There are different elements of Antifa, and the one seen at the Capitol was described by Yon as an “A-Team” of Antifa’s special forces used only to carry out special actions. This is a different element than the Antifa groups that were seen in riots in Portland or in the occupied zone there, he explained.
“They’re well trained, they’re well organized, they show up with the gear that they need. They’ve got the statements ready to say ... They come out, they make great statements for the camera, sound bites. These guys are professionals,” Yon said about Antifa’s A-Team.
Antifa uses agent provocateurs with a typical tactic of showing up at a protest wearing their enemy’s clothing, waving their enemy’s flags, and doing things which are commonly called “false flag operations,” said Yon, who has deep insights into Antifa and their tactics.
Agent provocateurs may come to an already arranged protest and harness the energy of the gathering or they may also arrange a protest under the false flag of their enemy, Yon said. But in this case, Trump supporters had a real rally.
After President Donald Trump gave a speech at the Ellipse, his supporters marched over 30-45 minutes to get to the next rally at the Capitol building. At that time, Yon started seeing some people guiding the crowd. Those people who were saying “come forward, keep coming ... go over the wall,” were agent provocateurs (APs), Yon said.
The APs had taken down the bike rack barriers set up for the rally attendees at the Capitol and used those to make ladders to help protesters go over the wall, Yon said. He saw APs waving huge Trump flags and saying: “This is your job. This is your chance. Stand up for your country.”
“He who has the microphone has the power,” Yon said. “Once people get riled up, they'll do it. Because we’re humans and we will go with the herd,” he added.
Yon also saw Trump supporters saying, “there is Antifa here.” When Antifa started attacking the police, protesters at the rally the supporters said, “that’s not us, that’s Antifa,” Yon continued. He witnessed protesters in front of him saying, “there’s Antifa here. They’re doing this. Antifa are making us look bad, be careful.”
He also saw on an Epoch Times video “a guy with a Trump sticker on the back of his helmet starting to break the window with a truncheon“ while another person who appeared ”to be a Trump supporter comes to bear hug him and grab him back.”

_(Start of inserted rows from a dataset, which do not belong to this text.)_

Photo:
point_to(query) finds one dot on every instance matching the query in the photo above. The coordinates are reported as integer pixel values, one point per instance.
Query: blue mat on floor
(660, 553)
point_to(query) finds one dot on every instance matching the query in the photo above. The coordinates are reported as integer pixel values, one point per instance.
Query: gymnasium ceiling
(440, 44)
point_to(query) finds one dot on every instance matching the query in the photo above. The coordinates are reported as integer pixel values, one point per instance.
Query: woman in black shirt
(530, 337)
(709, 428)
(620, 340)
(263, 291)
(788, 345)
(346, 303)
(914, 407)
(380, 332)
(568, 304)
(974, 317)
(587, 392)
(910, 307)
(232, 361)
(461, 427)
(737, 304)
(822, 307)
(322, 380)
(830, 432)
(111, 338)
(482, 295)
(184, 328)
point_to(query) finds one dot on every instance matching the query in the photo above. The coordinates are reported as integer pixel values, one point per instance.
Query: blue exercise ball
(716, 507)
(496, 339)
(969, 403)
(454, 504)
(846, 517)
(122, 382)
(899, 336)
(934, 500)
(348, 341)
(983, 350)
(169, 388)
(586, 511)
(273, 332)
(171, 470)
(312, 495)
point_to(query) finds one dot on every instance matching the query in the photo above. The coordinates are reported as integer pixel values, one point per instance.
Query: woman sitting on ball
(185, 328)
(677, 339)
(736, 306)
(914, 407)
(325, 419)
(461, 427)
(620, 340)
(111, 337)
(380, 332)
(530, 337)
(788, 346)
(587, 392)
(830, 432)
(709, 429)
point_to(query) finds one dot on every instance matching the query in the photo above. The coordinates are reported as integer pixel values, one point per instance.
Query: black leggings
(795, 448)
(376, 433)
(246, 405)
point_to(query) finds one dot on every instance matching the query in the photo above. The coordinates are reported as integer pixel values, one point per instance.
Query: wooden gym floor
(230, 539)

“These are clear agent provocateur actions,” Yon said adding “It’s an old technique that goes back centuries.”
On that day, he observed that when instigators were leading protesters into action and breaking down doors, many Trump supporters were saying “don’t break anything, don’t steal anything.”

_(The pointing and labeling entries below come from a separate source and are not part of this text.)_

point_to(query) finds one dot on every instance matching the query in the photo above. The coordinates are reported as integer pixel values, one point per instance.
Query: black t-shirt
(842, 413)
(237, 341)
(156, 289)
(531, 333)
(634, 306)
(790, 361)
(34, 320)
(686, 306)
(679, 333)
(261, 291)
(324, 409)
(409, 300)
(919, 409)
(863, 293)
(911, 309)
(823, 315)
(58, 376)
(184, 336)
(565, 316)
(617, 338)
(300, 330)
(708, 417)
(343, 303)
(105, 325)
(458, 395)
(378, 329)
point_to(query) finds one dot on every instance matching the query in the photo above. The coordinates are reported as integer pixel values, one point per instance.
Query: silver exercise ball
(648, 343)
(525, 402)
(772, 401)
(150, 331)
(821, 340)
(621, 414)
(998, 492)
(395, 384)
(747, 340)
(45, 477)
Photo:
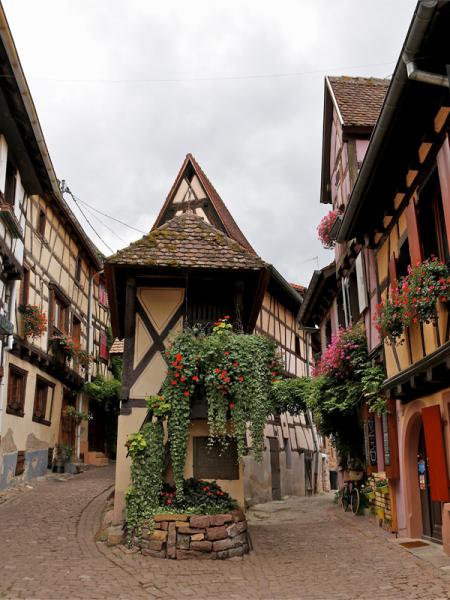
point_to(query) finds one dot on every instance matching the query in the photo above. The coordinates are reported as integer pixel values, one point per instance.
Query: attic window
(78, 269)
(10, 183)
(41, 223)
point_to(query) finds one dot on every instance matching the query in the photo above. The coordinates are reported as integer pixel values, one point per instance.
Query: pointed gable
(187, 241)
(193, 189)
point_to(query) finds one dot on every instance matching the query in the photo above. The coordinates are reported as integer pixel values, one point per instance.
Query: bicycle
(350, 496)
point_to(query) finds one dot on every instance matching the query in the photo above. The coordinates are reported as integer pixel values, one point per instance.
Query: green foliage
(177, 389)
(142, 498)
(344, 378)
(206, 496)
(238, 373)
(290, 395)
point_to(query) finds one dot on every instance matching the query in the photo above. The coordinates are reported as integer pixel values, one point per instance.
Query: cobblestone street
(304, 549)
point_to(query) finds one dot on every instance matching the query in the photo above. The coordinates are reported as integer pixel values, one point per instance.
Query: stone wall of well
(181, 536)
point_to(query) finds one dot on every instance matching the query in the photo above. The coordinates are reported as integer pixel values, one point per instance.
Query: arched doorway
(431, 510)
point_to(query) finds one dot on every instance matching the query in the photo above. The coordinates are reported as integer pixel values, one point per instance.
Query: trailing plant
(324, 229)
(372, 378)
(34, 320)
(182, 375)
(142, 498)
(105, 392)
(415, 300)
(78, 415)
(206, 496)
(290, 395)
(342, 380)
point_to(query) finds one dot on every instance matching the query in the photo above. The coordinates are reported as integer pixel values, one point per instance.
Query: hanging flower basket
(34, 321)
(85, 358)
(426, 284)
(328, 228)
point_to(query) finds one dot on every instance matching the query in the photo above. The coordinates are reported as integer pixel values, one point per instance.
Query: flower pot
(355, 475)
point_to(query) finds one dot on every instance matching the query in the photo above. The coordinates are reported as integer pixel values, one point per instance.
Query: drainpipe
(7, 346)
(317, 453)
(424, 76)
(90, 337)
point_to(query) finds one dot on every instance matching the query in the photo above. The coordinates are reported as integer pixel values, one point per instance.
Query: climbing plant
(147, 454)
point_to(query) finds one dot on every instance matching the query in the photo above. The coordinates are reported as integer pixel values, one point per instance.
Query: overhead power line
(66, 190)
(181, 79)
(110, 217)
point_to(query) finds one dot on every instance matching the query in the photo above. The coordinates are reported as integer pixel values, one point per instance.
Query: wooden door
(431, 510)
(68, 424)
(275, 468)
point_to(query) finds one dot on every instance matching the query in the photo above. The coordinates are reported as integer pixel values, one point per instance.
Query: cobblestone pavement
(304, 549)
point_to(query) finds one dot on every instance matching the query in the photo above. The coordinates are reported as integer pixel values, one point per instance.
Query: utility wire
(109, 216)
(105, 225)
(65, 190)
(247, 76)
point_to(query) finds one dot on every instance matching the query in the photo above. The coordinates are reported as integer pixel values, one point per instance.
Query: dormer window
(41, 223)
(10, 183)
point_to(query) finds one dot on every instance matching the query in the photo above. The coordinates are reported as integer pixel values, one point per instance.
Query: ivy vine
(147, 453)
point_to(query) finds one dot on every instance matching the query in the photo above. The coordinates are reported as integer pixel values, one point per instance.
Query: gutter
(421, 21)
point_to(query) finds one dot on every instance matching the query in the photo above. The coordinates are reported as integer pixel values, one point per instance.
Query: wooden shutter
(393, 271)
(443, 164)
(390, 441)
(437, 463)
(361, 283)
(104, 346)
(413, 233)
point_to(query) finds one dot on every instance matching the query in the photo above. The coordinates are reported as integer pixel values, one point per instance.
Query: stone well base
(180, 536)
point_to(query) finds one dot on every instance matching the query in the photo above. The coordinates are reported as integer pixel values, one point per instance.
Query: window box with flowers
(63, 347)
(34, 321)
(415, 300)
(328, 228)
(236, 371)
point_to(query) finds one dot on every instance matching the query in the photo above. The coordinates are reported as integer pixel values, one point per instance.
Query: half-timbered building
(196, 266)
(47, 262)
(399, 210)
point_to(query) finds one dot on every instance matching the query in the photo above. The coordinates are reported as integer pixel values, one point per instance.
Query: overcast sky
(125, 89)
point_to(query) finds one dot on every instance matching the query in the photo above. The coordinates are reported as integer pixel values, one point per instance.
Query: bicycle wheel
(354, 500)
(345, 498)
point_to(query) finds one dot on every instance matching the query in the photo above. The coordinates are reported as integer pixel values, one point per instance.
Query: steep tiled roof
(359, 99)
(186, 241)
(230, 225)
(299, 288)
(116, 347)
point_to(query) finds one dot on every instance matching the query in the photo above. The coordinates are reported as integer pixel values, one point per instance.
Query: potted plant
(85, 358)
(426, 283)
(34, 321)
(76, 415)
(382, 486)
(63, 454)
(325, 229)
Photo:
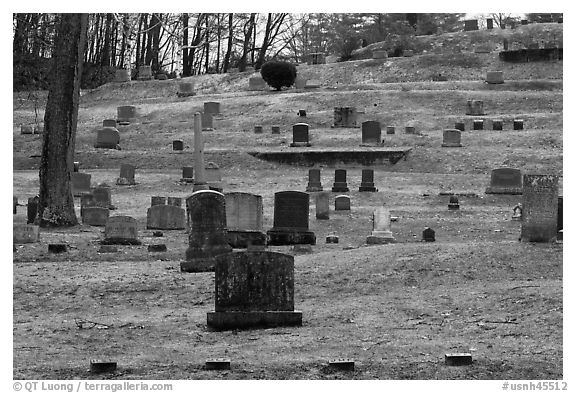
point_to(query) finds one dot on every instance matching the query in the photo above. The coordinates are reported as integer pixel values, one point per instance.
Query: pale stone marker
(291, 209)
(121, 230)
(381, 232)
(539, 208)
(323, 206)
(254, 289)
(208, 237)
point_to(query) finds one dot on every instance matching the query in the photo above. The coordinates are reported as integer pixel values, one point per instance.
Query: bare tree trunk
(56, 204)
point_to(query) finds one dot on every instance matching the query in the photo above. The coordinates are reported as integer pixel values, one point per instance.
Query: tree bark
(56, 204)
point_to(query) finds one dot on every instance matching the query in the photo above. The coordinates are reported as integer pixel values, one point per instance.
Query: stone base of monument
(229, 320)
(504, 190)
(380, 237)
(287, 237)
(243, 239)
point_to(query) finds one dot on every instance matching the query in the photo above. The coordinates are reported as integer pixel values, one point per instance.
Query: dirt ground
(396, 309)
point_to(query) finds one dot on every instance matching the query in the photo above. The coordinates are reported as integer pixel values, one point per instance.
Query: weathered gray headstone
(208, 236)
(451, 138)
(244, 219)
(539, 208)
(505, 181)
(121, 230)
(165, 217)
(291, 209)
(254, 289)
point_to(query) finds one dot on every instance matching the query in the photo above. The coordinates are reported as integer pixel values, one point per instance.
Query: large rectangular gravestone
(539, 208)
(505, 181)
(291, 209)
(254, 289)
(244, 219)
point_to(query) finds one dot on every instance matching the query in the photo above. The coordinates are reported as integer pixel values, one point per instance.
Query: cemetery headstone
(244, 219)
(505, 181)
(340, 183)
(291, 210)
(323, 206)
(166, 217)
(371, 133)
(107, 138)
(314, 181)
(367, 183)
(300, 135)
(342, 202)
(539, 208)
(208, 237)
(95, 216)
(254, 289)
(381, 228)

One of the Antifa tactics is changing clothes on the scene to make it more difficult to track them, Yon said. They can go to the action in one set of clothes, change later, and emerge as a different person.
Yon saw in Hong Kong protesters often changing their clothes under umbrellas. There were no umbrellas in the Jan. 6 protest, but Yon saw one individual changing clothes under a flag. “That’s a common Hong Kong tactic, to bring a change of clothes in your backpack” or to wear two sets of clothes, and take one off during the action, Yon explained.
However, they rarely change shoes. They usually have the same shoes which can be used as identifying markers for the members of the same Antifa cell.
Antifa learned this tactic from Hong Kong protesters and even bragged that “they brought a lot of the tactics back from Hong Kong to the United States,” explained Yon, who spent about seven months in Hong Kong during the pro-democracy protests and was in about 100 major protests and many smaller ones.
The Hong Kong protesters’ resistance had the moral high ground, they did not steal or break people’s shops, Yon said adding that “Antifa is the opposite. They’re clearly criminal elements.”